International Women’s Day was established by socialist women as a day of struggle against oppression and exploitation meted out by the capitalist system. A hundred years later, we have won the vote and equal rights by law, but women continue to be at much higher risk of poverty, abuse and harassment than men.
Opposing sexual harassment
More than half of all women, and nearly two-thirds of women aged 18-24, say they have experienced sexual harassment at work, and the vast majority of incidents go unreported. But the fight against sexual harassment reached new heights in 2018.
The #MeToo movement has continued to rage, with low-paid, mainly women of colour working at McDonald’s in the US taking militant strike action, saying “I’m not on the menu”. Google workers took part in a global walk out to protest sexual assaults by senior executives.
The inspirational fight back taking place around the world shows that protests, strikes and walkouts can make real gains for women. By stopping work and demonstrating, workers at Google overturned the ban on taking sexual harassment cases against colleagues to court and forced improvements in reporting practices. But trade unions must take a lead in the #MeToo movement to organise in workplaces.
A precarious existence
Since the economic crash, wages have stagnated and woefully precarious work continues to rise, squeezing working class people, particularly women, and offering little security. Women are vastly overrepresented in caregiving and service professions which are undervalued, criminally underpaid and more precarious.
Poverty-level welfare payments, a lack of real investment into domestic violence and rape crisis services, and an unprecedented housing crisis all serve to trap women in abusive relationships, risking their lives.
We need a massive public house building program, investment into public services, and an end to precarity in the workplace.
Feminising the elite?
Gender equality will not be won by feminising the ruling elite. Plenty of women in power have been responsible for dishing out brutal cuts that harm working class women and taking away supports that protect women from violence and increase their autonomy.
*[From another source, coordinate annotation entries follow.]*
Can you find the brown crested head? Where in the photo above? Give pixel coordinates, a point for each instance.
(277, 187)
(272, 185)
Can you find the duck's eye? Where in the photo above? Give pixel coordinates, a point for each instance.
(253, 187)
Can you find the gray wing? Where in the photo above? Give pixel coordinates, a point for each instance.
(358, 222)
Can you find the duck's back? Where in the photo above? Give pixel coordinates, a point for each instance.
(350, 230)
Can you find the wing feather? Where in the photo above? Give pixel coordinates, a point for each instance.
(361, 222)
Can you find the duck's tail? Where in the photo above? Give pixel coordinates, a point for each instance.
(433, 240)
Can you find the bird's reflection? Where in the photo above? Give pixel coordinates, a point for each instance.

Gender oppression won’t be ended by wealthy women speaking up for us, or through piecemeal reforms that are at risk of being reversed. Equality and liberation can only be won through class struggle, and working-class women have a central role to play in leading the charge against this rotten exploitative system.
The struggle for abortion rights, LGBTIQ rights, affordable housing, decent pay and a future for our planet all represent a struggle against the same thing: the rule of the capitalist system which has inequality inbuilt into its DNA. We need a mass working class movement that unites all sections of workers, women, LGBTIQ people and all the oppressed, to struggle for a socialist society where its vast wealth is prized from the private ownership of the capitalist elites.
We must stand in solidarity with all the victims of capitalism and oppression globally and with the movements fighting gender-based violence, abortion bans, the gender pay gap and sexism in the Spanish State, Argentina, Brazil, India, the US and elsewhere.
We need to organise and mobilise and show the establishment that we refuse to tolerate misogyny, sexism, or oppression, here or anywhere else. Movements uniting all sections of the working class are key to social change – respond to the global call for walkouts and protests and reclaim International Women’s Day as a day for socialist feminism!